Dénoncer, promettre, emprisonner n’est pas gouverner (par Thierno Bocoum)

L’agence S&P vient d’abaisser la note souveraine du Sénégal à B-aggravant encore la défiance des partenaires face à notre trajectoire budgétaire.

Le gouvernement à travers le ministère des finances et du budget a tenté de calmer les esprits par un communiqué qui, loin de convaincre, confirme l’essentiel. Après avoir révélé lui-même des falsifications qui auraient été opérées par le régime précédent, il se montre incapable d’en livrer aujourd’hui une évaluation consolidée, transparente et cohérente.

Ce pouvoir a fait une révélation sur les fiances publiques qui n’a été suivie d’aucun dispositif solide pour fiabiliser les chiffres ni d’un mécanisme institutionnel autonome capable de livrer au FMI une lecture rigoureuse de la situation.

Aujourd’hui, ce sont des consultants étrangers qui doivent dire au Sénégal ce qu’il a réellement dans ses comptes. Le Conseil d’administration du FMI attend, les bailleurs suspendent. Le pays patiente, sans visibilité, sans tableau de bord.

Les faits sont là. En moins de six mois, deux agences internationales ont sanctionné l’incapacité de l’État à présenter une situation crédible. En février 2025, Moody’s a dégradé la note du Sénégal de B1 à B3, après les révélations de la Cour des comptes. Puis S&P vient d’abaisser la note à B-.

Les deux ont placé le pays sous perspective négative, traduisant une perte de confiance généralisée. Ces dégradations ne sont pas symboliques. Elles renchérissent l’endettement, restreignent l’accès aux financements internationaux, ralentissent l’investissement et fragilisent l’économie réelle. C’est le prix de l’improvisation budgétaire.
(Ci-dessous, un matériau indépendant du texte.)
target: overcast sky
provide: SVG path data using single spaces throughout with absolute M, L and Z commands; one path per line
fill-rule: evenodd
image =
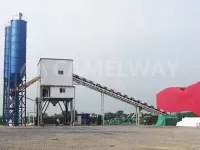
M 2 0 L 0 96 L 4 26 L 20 11 L 28 21 L 28 80 L 37 75 L 41 57 L 71 58 L 74 73 L 156 105 L 156 93 L 164 88 L 199 81 L 199 7 L 198 0 Z M 36 84 L 27 91 L 35 98 Z M 100 98 L 76 88 L 79 112 L 100 113 Z M 33 111 L 27 101 L 28 112 Z M 134 107 L 105 97 L 105 111 L 119 109 L 132 112 Z

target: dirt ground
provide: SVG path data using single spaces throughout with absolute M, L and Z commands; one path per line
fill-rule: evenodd
M 200 128 L 0 127 L 1 150 L 200 150 Z

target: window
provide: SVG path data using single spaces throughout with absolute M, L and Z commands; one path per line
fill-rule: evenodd
M 58 74 L 59 74 L 59 75 L 63 75 L 63 74 L 64 74 L 64 71 L 63 71 L 63 70 L 58 70 Z
M 65 88 L 60 88 L 60 93 L 65 93 Z

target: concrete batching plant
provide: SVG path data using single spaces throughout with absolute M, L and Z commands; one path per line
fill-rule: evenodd
M 37 120 L 38 125 L 43 124 L 43 114 L 49 104 L 59 105 L 64 123 L 72 124 L 75 118 L 74 83 L 82 85 L 101 93 L 102 120 L 104 120 L 104 94 L 136 108 L 136 114 L 141 110 L 153 114 L 168 114 L 162 109 L 154 108 L 147 103 L 129 97 L 126 94 L 110 89 L 99 83 L 73 74 L 73 60 L 41 58 L 38 63 L 38 75 L 26 82 L 26 28 L 27 22 L 22 20 L 19 13 L 17 19 L 12 19 L 11 24 L 5 28 L 4 50 L 4 87 L 3 87 L 3 123 L 4 125 L 26 125 L 26 88 L 38 82 Z M 64 109 L 61 107 L 64 104 Z M 71 109 L 71 119 L 68 107 Z M 138 115 L 139 116 L 139 115 Z M 139 117 L 138 121 L 139 122 Z

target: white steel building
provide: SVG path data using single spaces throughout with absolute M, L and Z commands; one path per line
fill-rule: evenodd
M 62 102 L 65 106 L 65 123 L 73 122 L 73 99 L 75 97 L 75 87 L 73 86 L 73 60 L 41 58 L 38 63 L 37 85 L 38 114 L 40 123 L 43 123 L 43 115 L 50 103 L 56 106 Z M 69 119 L 68 106 L 70 104 L 71 119 Z

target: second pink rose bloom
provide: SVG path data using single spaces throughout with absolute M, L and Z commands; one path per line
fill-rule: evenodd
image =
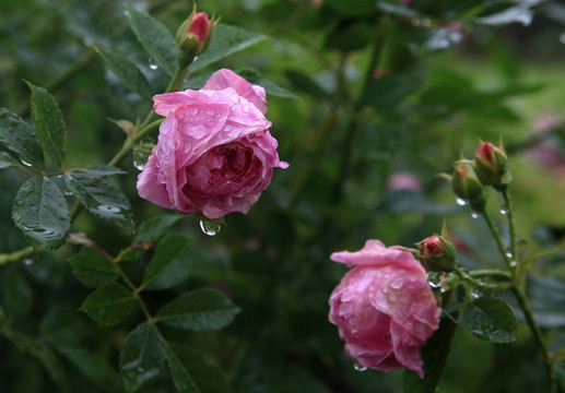
M 362 368 L 405 367 L 423 378 L 420 348 L 437 330 L 442 310 L 420 262 L 379 240 L 331 259 L 353 266 L 330 297 L 329 320 L 345 341 L 345 353 Z
M 138 177 L 141 198 L 211 219 L 247 213 L 271 182 L 273 168 L 289 167 L 269 133 L 264 90 L 233 71 L 215 72 L 199 91 L 153 99 L 166 119 Z

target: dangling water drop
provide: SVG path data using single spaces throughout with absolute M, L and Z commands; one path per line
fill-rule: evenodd
M 464 199 L 462 199 L 462 198 L 459 198 L 459 196 L 457 196 L 457 198 L 455 199 L 455 201 L 457 202 L 457 204 L 458 204 L 459 206 L 464 206 L 464 205 L 467 204 L 467 201 L 466 201 Z
M 155 61 L 155 59 L 153 58 L 150 58 L 149 59 L 149 68 L 152 69 L 152 70 L 156 70 L 158 69 L 158 64 L 157 62 Z
M 356 371 L 365 371 L 367 368 L 366 367 L 363 367 L 361 365 L 357 365 L 357 364 L 353 364 L 353 368 L 356 370 Z
M 143 170 L 148 162 L 148 157 L 139 150 L 133 151 L 133 166 L 136 169 Z
M 204 235 L 215 236 L 222 229 L 222 225 L 219 219 L 201 219 L 200 229 Z

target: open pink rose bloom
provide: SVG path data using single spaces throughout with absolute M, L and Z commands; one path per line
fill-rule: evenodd
M 330 297 L 329 320 L 345 341 L 348 356 L 362 368 L 405 367 L 423 378 L 420 348 L 437 330 L 442 310 L 420 262 L 379 240 L 331 259 L 354 266 Z
M 247 213 L 271 182 L 273 168 L 289 167 L 279 160 L 268 131 L 264 90 L 229 70 L 215 72 L 199 91 L 153 100 L 166 119 L 138 177 L 141 198 L 212 219 Z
Pendant ce temps, les promesses se multiplient : rebasing du PIB à venir, stratégie de financement en préparation, relance de la coopération en cours mais les résultats, eux, se font attendre. Le pouvoir d’achat chute, l’investissement public stagne, les recettes issues du pétrole ou de la fiscalité accrue n’ont produit aucun effet tangible. L’économie s’enfonce et le régime s’abrite derrière l’héritage pour masquer sa propre vacuité.

Et lorsque le discours s’effondre, l’intimidation prend le relais. Ces dernières semaines, les arrestations pour délit d’opinion se sont multipliées. Le cas de Badara Gadiaga en est la preuve la plus récente. Son crime c’est d’avoir mis en doute l’efficacité de ceux qui prétendent incarner la rupture. Il ne s’agit pas là d’un fait isolé : chroniqueurs, journalistes, citoyens engagés deviennent des cibles dès lors qu’ils questionnent.

Le pouvoir cherche à briser les voix discordantes, pensant faire baisser la pression. Mais briser le thermomètre n’a jamais arrêté la fièvre. On peut enfermer des hommes mais pas des faits. On peut taire des vérités mais pas en faire disparaître les conséquences.

Nous sommes face à un régime qui dénonce ce qu’il ne maîtrise pas, promet ce qu’il ne planifie pas et réprime ce qu’il ne comprend pas.

Le peuple sénégalais ne s’est pas battu pour un simple changement de visages. Il a exigé un changement de méthode, de cap, de pratique. Il a besoin de résultats, de vision et non pas de récits et de vengeances.

Gouverner, c’est construire, prévoir, arbitrer, décider. Ce n’est pas dénoncer à longueur de discours ni arrêter pour masquer ses échecs.

Dénoncer, promettre, emprisonner : voilà le triptyque d’un pouvoir qui étouffe.

Il est temps de restaurer l’essentiel : l’action juste, la compétence réelle et la responsabilité politique. Gouverner, c’est agir.